- Born: 1964 (age 61–62) Wellington, New Zealand
- Occupations: Composer; performer;

= Steve Roche =

New Zealand composer and performer

Steve Roche (Stephen) (born 1964) is a New Zealand composer and performer. He is principally known for his involvement in film music and as a creator of film soundtrack and ambient music.

==Early life==
Roche was raised in Wellington and attended St Patrick's College, Wellington.

==Composing==
Plan 9 has also been involved in designing the soundtracks of the New Zealand Pavilion at World Expo Shanghai 2010.

==Recording==
Steve Roche and David Donaldson and Janet Roddick have been part of the eclectic Wellington music scene for over twenty-five years.

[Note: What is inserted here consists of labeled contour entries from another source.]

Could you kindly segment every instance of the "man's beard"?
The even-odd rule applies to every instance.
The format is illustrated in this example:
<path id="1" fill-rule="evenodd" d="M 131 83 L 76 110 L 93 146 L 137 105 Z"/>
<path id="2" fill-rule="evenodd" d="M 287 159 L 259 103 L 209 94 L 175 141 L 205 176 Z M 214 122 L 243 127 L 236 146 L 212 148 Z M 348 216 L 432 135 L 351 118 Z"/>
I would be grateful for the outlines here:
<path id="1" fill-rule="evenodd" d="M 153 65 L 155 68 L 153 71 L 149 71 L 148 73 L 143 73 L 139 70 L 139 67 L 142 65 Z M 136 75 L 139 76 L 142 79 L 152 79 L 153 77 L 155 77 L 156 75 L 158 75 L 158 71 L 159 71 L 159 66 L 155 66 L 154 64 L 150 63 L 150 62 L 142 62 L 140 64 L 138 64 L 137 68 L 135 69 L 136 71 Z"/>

They first collaborated as members of the electric 1980s band Six Volts and continued with the Brainchilds. Roche and Donaldson are involved in a band called The Labcoats with David Long, Anthony Donaldson, Riki Gooch and Toby Laing. They also comprise a band called "Thrashing Marlin". The band made a big splash in 1996 with their debut, and was followed by a second release, Garage Sailors in 1999. In 2006, they produced their third album, Wit’s end which is a collection of lo-fi, experimental pop music which ranges from a take on a Len Lye vocal sample All You've Got Someday to a Janet Roddick composition Sea of Tranquility. "The finished project is always an envelope-pushing but accessible blend of pop songwriting instincts within the sprawl of free-improvisational jazz and collage-rock. Early Split Enz and The Mutton Birds spring to mind as obvious touchstones".